This week Google released a report detailing the design and performance characteristics of the Tensor Processing Unit (TPU), its custom ASIC for the inference phase of neural networks (NN). Google has been using the machine learning accelerator in its datacenters since 2015, but hasn't said much about the hardware until now.
In a blog post published yesterday (April 5, 2017), Norm Jouppi, distinguished hardware engineer at Google, observes, "The need for TPUs really emerged about six years ago, when we started using computationally expensive deep learning models in more and more places throughout our products. The computational expense of using these models had us worried. If we considered a scenario where people use Google voice search for just three minutes a day and we ran deep neural nets for our speech recognition system on the processing units we were using, we would have had to double the number of Google data centers!"
The paper, "In-Datacenter Performance Analysis of a Tensor Processing Unit​," (the joint effort of more than 70 authors) describes the TPU thusly:
"The heart of the TPU is a 65,536 8-bit MAC matrix multiply unit that offers a peak throughput of 92 TeraOps/second (TOPS) and a large (28 MiB) software-managed on-chip memory. The TPU's deterministic execution model is a better match to the 99th-percentile response-time requirement of our NN applications than are the time-varying optimizations of CPUs and GPUs (caches, out-of-order execution, multithreading, multiprocessing, prefetching, ...) that help average throughput more than guaranteed latency. The lack of such features helps explain why, despite having myriad MACs and a big memory, the TPU is relatively small and low power."
(Score: 4, Insightful) by fishybell on Sunday April 09 2017, @12:20AM (4 children)
I'm sure as more and more large companies with large datacenters start looking at these results you'll see more of them jump on the ASIC bandwagon. Given a large enough requirement for the same type of operation over and over, ASICs will always win out in the long run. We've seen it with Bitcoin, and now we're seeing it with datacenters. The fact that it's doing neural-net calculations is completely irrelevant.
(Score: 1, Redundant) by Ethanol-fueled on Sunday April 09 2017, @01:01AM (1 child)
In case anybody asks why ASICs aren't used more, it's because they're way expensive compared to, say, an FPGA or CPLD. It wouldn't make sense to order just 20 of them unless you're fucking Google and possess the required Jew Golds.
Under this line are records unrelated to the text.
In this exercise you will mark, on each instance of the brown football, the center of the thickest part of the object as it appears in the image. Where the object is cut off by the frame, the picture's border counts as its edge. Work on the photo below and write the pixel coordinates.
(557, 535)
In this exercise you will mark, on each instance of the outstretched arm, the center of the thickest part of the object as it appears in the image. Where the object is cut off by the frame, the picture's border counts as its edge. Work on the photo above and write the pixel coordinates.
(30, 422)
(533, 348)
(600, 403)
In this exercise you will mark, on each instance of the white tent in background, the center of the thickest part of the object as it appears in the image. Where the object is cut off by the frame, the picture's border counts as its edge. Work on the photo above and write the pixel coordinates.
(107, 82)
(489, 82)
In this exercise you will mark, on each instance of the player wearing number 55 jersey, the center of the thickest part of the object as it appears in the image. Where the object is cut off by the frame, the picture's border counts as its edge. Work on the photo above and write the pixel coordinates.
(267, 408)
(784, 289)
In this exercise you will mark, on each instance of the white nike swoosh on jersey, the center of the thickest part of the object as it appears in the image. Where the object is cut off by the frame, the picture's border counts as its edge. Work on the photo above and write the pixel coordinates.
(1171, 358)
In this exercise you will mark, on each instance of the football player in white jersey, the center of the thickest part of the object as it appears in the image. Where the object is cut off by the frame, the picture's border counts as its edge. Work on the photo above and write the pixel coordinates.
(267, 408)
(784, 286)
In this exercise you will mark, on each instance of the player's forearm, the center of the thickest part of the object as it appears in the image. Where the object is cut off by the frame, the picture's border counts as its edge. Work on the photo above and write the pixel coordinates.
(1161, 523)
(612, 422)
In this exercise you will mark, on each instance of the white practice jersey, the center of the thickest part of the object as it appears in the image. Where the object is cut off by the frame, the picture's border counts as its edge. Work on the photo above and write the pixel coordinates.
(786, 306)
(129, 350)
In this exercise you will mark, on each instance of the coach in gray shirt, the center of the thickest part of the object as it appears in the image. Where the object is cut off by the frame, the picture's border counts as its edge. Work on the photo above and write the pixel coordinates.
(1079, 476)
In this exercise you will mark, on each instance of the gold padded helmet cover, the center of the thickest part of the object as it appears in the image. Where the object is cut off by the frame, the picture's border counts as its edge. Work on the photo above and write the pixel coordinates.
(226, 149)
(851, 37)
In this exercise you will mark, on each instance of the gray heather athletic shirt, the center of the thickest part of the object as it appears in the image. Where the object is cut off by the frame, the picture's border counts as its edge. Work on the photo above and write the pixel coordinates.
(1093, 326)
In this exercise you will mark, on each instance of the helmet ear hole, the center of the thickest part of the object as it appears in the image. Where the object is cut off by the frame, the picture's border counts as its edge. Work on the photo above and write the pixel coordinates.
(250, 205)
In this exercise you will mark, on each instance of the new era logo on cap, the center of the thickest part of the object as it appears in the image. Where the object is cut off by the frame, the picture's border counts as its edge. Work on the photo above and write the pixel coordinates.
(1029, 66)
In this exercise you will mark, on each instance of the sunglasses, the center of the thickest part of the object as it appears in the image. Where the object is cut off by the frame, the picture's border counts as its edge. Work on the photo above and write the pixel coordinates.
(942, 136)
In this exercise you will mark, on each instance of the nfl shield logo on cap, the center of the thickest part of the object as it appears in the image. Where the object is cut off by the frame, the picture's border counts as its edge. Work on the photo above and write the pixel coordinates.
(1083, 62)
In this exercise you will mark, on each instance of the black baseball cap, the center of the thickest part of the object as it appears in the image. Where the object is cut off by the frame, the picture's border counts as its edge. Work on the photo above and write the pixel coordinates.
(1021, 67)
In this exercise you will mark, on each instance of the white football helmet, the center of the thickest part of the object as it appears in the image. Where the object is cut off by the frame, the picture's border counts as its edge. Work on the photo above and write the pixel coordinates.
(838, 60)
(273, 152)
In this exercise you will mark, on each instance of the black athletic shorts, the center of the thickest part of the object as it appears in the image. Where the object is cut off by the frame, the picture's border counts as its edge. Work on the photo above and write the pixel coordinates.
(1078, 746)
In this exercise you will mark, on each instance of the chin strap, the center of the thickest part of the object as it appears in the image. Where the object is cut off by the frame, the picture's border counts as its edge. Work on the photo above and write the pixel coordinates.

(Score: 0) by Anonymous Coward on Tuesday April 11 2017, @05:07PM
Why are you so afraid of jews to the point where you have to spout tired cartman-esque nonsense? What, they killed your family and burnt down your village or something?
(Score: 2) by RamiK on Sunday April 09 2017, @08:44AM
The fact that it's doing neural-net calculations is completely irrelevant.
Yup. Once everyone sees how efficient my orthodontist's distal cutters are, they'll all want their own specialized, custom-made tools. CNC always wins out in the long run.
compiling...
(Score: 2) by kaszz on Sunday April 09 2017, @06:49PM
So how much does a ASIC cost these days?
Say 130 nm process, 2 million transistors?
(Score: 2) by takyon on Sunday April 09 2017, @12:32AM
Google sees Domain specific custom chips as the future with chips 200 times or more faster than Intel chips [nextbigfuture.com]
[SIG] 10/28/2017: Soylent Upgrade v14 [soylentnews.org]
(Score: 2) by Snotnose on Sunday April 09 2017, @01:59AM (2 children)
When I came of age, think early 80's, chip advances were in the "how low can they go". I had several discussions at trade shows along the lines of "they're at the human hair level, can't get much smaller". "They're at 10 atoms, how small can they go?".
Now it's "costs too much to shrink the die, hmm, lets optimize the CPU for different work loads".
Not really seeing a problem in that, you can only shrink transistors so far until architecture takes over.
When the dust settled America realized it was saved by a porn star.
(Score: 2) by takyon on Sunday April 09 2017, @02:09AM
Look at the TPU's lower power consumption, or the even lower power consumption of neuromorphic (NPU?) chip designs. These are just begging to be scaled vertically, and could lead to orders of magnitude better performance for their niche.
[SIG] 10/28/2017: Soylent Upgrade v14 [soylentnews.org]
(Score: 2) by kaszz on Sunday April 09 2017, @05:43PM
Rather about which approach will be the lowest hanging fruit for the time being. If it's cheaper to just pack more transistors and increase the frequency, then that will be done. If architectural approaches means more for the bang-vs-buck factor. Then that is what will be done.
(Score: 0) by Anonymous Coward on Sunday April 09 2017, @02:11PM
that paper is well written, but unless you are already in the field, it would be a research project to figure out what it says.
For a description of what they built, how about a nice C implementation that runs slowly, but simply?